Depuis le 1er mai 2018, tous les accords collectifs d’entreprise doivent être majoritaires


Initialement prévue en septembre 2019, la généralisation de l’accord majoritaire a été avancée au 1er mai 2018 par les ordonnances Macron. Dès lors, depuis le 1er mai 2018, pour être valables, les accords collectifs doivent être majoritaires.

Définition de l’accord collectif d’entreprise majoritaire

L’article L.2232-12 alinéa 1 du code du travail définit la notion d’accord collectif majoritaire.

Un accord collectif d’entreprise est majoritaire lorsqu’il est signé par un ou plusieurs syndicats représentatifs ayant recueilli plus de 50 % des suffrages exprimés en faveur des syndicats représentatifs au premier tour des dernières élections professionnelles, quel que soit le nombre de votants.

L’accord collectif d’entreprise signé sans respecter ces conditions n’a pas la valeur d’accord collectif.

Un possible repêchage pour de nombreux accords collectifs signés par ses syndicats représentant moins de 50% des votes exprimés

L’alinéa 2 de l’article L.2232-12 du code du travail prévoit les conditions ce repêchage.

Il énonce que si des syndicats signataires représentant plus de 30 % des votes exprimés en faveur des syndicats représentatifs au premier tour des dernières élections professionnelles signent l’accord collectif, ce dernier pourra être validé par référendum auprès des salariés.

Dans cette hypothèse, un ou plusieurs syndicats signataires minoritaires doivent demander à l’employeur, dans le mois suivant la signature de l’accord, d’organiser un référendum pour faire approuver le texte directement par les salariés. En l’absence de demande des syndicats minoritaires dans ce délai, l’employeur peut prendre l’initiative d’organiser un référendum, sous réserve de l’absence d’opposition de l’ensemble des syndicats majoritaires.

Le référendum doit avoir lieu :

- a minima 8 jours à compter de la demande des syndicats ou de l'initiative de l'employeur (ce délai permettant à d’éventuels syndicats non signataires de finalement signer l’accord pour passer de 30 à 50% des votes exprimés au 1er tour des élections) ;

- dans les deux mois qui suivent le terme de ce délai de 8 jours.


Pendant les deux mois, l’employeur et les syndicats représentatifs négocient un protocole pour organiser le scrutin. Pour que le protocole soit valable, les syndicats signataires doivent représenter plus de 30 % des suffrages exprimés en faveur des syndicats représentatifs au premier tour des dernières élections professionnelles.

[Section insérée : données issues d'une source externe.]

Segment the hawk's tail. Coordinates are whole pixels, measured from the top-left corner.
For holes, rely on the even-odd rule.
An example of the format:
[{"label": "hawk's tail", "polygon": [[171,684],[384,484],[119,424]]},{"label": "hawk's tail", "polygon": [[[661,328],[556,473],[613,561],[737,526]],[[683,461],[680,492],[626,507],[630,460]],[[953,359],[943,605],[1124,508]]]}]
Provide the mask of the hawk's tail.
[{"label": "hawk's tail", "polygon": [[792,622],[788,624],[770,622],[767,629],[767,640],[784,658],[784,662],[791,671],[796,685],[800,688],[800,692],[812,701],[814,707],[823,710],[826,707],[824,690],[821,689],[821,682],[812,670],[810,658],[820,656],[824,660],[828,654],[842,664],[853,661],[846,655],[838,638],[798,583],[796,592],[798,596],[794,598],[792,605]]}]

En définitive, l’accord doit être approuvé par les salariés à la majorité des suffrages exprimés. À défaut, il est réputé non écrit.

NB : certains accords collectifs (notamment ceux relatifs aux PSE et ceux qui aménagent les modalités de fonctionnement du CSE) doivent obligatoirement être majoritaires, le système de repêchage leur étant inapplicable. Lorsque le repêchage n’est pas possible, le code du travail le prévoit. Ainsi, par exemple, concernant l’accord collectif aménageant les modalités de fonctionnement du CSE, l’article L.2313-2 du code du travail dispose qu’un « accord d'entreprise, conclu dans les conditions prévues au premier alinéa de l'article L.2232-12, détermine le nombre et le périmètre des établissements distincts ». La précision « premier alinéa de l’article L.2232-12 » signifie que le repêchage prévu à l’alinéa 2 de ce même article L.2232-12 est exclu.